Даня посмотрел на мальчика и поморщился. Грязный больной ребенок стоял перед ним, несчастный, смертный и одинокий; грязный больной ребенок с красными руками, спрятанными в бахромчатые рукава. Это был ребенок без особенных способностей и, пожалуй, без будущего. Он был труслив, жаден, злопамятен. Он не ладил с себе подобными. Он ничего не мог.
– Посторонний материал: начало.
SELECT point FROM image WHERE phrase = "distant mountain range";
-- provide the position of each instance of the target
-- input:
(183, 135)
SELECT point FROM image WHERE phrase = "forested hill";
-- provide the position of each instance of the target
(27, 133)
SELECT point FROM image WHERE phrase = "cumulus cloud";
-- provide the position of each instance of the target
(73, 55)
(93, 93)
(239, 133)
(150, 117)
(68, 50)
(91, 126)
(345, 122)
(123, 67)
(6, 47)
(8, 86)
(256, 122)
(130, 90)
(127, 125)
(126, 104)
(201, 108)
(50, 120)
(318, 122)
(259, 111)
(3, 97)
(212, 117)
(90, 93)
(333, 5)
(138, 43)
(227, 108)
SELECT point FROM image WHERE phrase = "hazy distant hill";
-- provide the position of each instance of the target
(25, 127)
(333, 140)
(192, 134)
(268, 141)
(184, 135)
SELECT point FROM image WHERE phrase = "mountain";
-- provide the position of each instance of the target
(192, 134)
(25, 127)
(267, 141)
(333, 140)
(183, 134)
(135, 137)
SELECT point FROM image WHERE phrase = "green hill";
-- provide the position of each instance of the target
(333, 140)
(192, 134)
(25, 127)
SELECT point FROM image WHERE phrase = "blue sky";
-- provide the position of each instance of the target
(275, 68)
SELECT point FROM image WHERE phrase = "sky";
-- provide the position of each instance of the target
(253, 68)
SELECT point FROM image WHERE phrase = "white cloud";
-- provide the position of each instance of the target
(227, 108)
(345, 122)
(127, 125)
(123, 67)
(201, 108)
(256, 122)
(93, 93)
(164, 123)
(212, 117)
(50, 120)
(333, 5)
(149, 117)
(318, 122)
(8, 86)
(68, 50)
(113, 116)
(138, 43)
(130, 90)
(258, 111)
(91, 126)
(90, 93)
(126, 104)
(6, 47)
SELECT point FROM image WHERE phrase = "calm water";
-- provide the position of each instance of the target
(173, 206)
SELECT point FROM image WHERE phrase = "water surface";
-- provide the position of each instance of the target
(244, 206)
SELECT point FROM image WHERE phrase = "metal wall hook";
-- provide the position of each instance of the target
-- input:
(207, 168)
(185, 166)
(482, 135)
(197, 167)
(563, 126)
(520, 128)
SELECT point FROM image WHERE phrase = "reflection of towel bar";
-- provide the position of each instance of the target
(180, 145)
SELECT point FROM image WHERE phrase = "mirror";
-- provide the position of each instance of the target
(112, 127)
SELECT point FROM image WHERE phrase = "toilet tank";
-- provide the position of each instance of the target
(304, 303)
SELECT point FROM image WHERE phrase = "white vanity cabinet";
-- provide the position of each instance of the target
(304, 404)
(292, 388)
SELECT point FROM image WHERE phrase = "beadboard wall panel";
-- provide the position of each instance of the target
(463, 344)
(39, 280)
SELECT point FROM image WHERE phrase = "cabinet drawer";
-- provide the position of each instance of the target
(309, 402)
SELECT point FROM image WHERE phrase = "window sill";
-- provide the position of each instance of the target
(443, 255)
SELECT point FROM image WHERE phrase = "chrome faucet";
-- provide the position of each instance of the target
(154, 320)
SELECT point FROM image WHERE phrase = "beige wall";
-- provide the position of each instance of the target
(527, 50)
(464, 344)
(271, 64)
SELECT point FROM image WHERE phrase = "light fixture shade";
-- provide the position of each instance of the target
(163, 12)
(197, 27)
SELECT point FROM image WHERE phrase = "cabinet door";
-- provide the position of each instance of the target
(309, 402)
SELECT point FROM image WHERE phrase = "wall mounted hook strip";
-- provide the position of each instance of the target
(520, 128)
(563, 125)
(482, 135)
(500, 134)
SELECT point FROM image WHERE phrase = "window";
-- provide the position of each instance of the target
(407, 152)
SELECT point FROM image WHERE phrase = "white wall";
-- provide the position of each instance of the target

И этот ребенок удерживал его здесь сильней, чем все, что он знал и любил; хороша участь — остановиться на пороге истинной реальности из-за грязного больного ребенка.
Разрываться меж двумя притяжениями становилось невыносимо, но команды наверху звучали уже таким откровенным лаем, что Даня поневоле тряхнул головой, словно надеясь вытрясти из памяти этот звук.
— Я не… — сказал он.
— Что такое?! — грозно переспросил Карасев. Оглядев Даню, он смягчился. — Вы это… я понимаю. Это отсюда так выглядит, пока вы здесь. А когда попадете, то все другое. Лучше гораздо.
— Я понимаю, — сказал Даня. — Но я не хочу.
— Уговаривать не буду, — сказал Карасев. — Я страж, мое дело не пускать, а тут уговаривать… Но вообще-то старались ради вас, так что нехорошо.
— Господи, разве я не понимаю! — сказал Даня. — Все я понимаю. Но, видимо, не гожусь.
— Это нам видней, кто годится, кто не годится, — пробурчал Карасев. — Мое дело предупредить: сами понимаете, если не пойдете — после этого уже никогда ничего. Ни левитаций всех этих, ни экстериори… язык сломаешь.
— А как это по-вашему? — с любопытством спросил Даня.
— А это вам знать не надо, — разозлился Карасев. — Это игрушки все. Я вот чего не пойму, — продолжил он, горячась. — Ведь все-таки у вас у всех тут сейчас такие условия. Такие, можно сказать, возможности. Самое было бы время — вырастить полноценного сверхчеловека, и мы уже, так сказать, готовили место. Но почему-то в последний момент почти все проявляют, как вы, вот это вот… тьфу, противно. Вот это вы мне объясните, а не еще что.